I was doing a marathon of Grey's Anatomy, and I had to stop to go out for a bit to order some take-out.  I never got a chance to pick up where I left off.  My sister and her boyfriend had to arrive and monopolize the tube.  Polite as I am (or maybe just too chicken to demand for the resumption of my marathon), I'm now in front of the PC, albeit unwilling, trying to diffuse the fumes of my uncalled-for anger, or else drowning it out with the music plugged in my ears.

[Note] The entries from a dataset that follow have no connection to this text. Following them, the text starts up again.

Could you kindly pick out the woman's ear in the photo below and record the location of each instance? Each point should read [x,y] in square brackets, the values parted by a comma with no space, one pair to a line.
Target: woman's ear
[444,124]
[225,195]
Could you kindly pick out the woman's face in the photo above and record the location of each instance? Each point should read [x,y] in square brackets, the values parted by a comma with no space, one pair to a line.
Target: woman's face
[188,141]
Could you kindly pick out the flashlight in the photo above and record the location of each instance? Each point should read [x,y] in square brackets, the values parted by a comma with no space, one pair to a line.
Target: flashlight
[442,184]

I'm unsociable.  I've noticed that long before.  I have an apprehension to share who I am with other people.  I can't think of anything that could be wrong about opening yourself up to others, but that's just my social behavior.  Is that bad?  I mean, I can make friends, get to know others if I want to - "if" being the operative word.  Even change, the most inevitable thing in the world, disturbs me - sometimes.  'Cause on those other times, it's what I long for in my life.  If I can't have my ideal happy ending, there better be a lot of variations, escape routes from ugly/uncomfortable situations, exits to freer positions in life or to better points of view or points to view from.  I'm becoming vague here, but I can't really spell out what I'm talking about.  Not at this point in time, anyway.  Maybe later.  Watch out for that.
Meanwhile, I now feel a bit better.  Good.